The lithium producer’s initial public offering (IPO) opened at roughly $16.25 in October’s debut, under the official IPO price of $17 per share. To make matters worse, the expected price range for the IPO was supposed to be $18 to $20 per share.

Livent sold 20 million shares, with gross proceeds before underwriting fees and commissions of $340 million. As a reminder, Livent was spun out of FMC Corp. (NYSE: FMC) to unlock the lithium and electric vehicle play from its broader chemicals strategy.

The group of underwriters in the syndicate included several of the large firms, and most of the research reports have now been seen. Merrill Lynch, Goldman Sachs and Credit Suisse were listed as the joint lead bookrunners for the offering, and co-managers included Citigroup, Loop Capital Markets and Nomura.

Credit Suisse issued a Buy rating and $20 target price. The firm noted that Livent’s story is integral to future development of both the lithium and the global battery electric vehicle markets. Its view is that the company is poised to remain a market leader in both technology and cost, with its largest differentiation point as the focus on battery-grade LiOH versus carbonate. And lastly, despite new supply announcements from competitors, Credit Suisse views Livent’s model as relatively insulated.

Meanwhile, Credit Suisse also reinstated coverage of FMC with an Outperform rating and $103 price target. The firm noted that FMC currently presents the best long-term value opportunity in agricultural markets today, and while investor sentiment is cautious in the crop protection space, FMC has the ability to drive continued top-line growth and modest margin expansion. The new target price does reflect the majority stake in Livent.

Other key analyst calls for Livent’s upside were seen as follows:

  • Merrill Lynch started it as Buy and issued a $20 price objective.
  • Citigroup has a Buy rating and $20 target price.
  • Goldman Sachs has a new Buy rating and $22 target.
  • Instinet’s rating is Buy, with a $20 price target.

Seaport Global, which was not in Livent’s underwriting syndicate and therefore not barred from issuing a report earlier, started Livent with a Buy rating and with a $19 price target back on October 30. Shares had closed previously at $15.20.
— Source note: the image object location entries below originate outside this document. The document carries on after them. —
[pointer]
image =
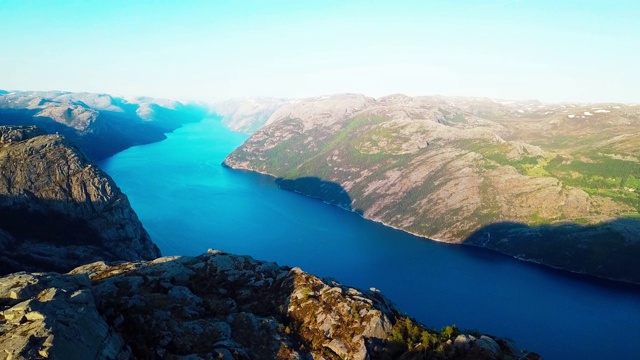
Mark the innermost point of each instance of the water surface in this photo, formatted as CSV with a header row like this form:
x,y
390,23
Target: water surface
x,y
188,202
Morningstar also issued a Hold rating with an $18 fair value estimate on October 22. The firm noted that FMC retained an 84.25% equity ownership in Livent after the spin-off but plans to sell its remaining stake as early as 2019. It also noted that Livent’s lithium carbonate production in Argentina is among the world’s lowest-cost lithium sources.

Livent’s shares hardly reacted to the analysts’ upside. Its stock was last seen at $16.98, after having closed at $16.86 the prior day. Its post-IPO range is $14.00 to $17.30.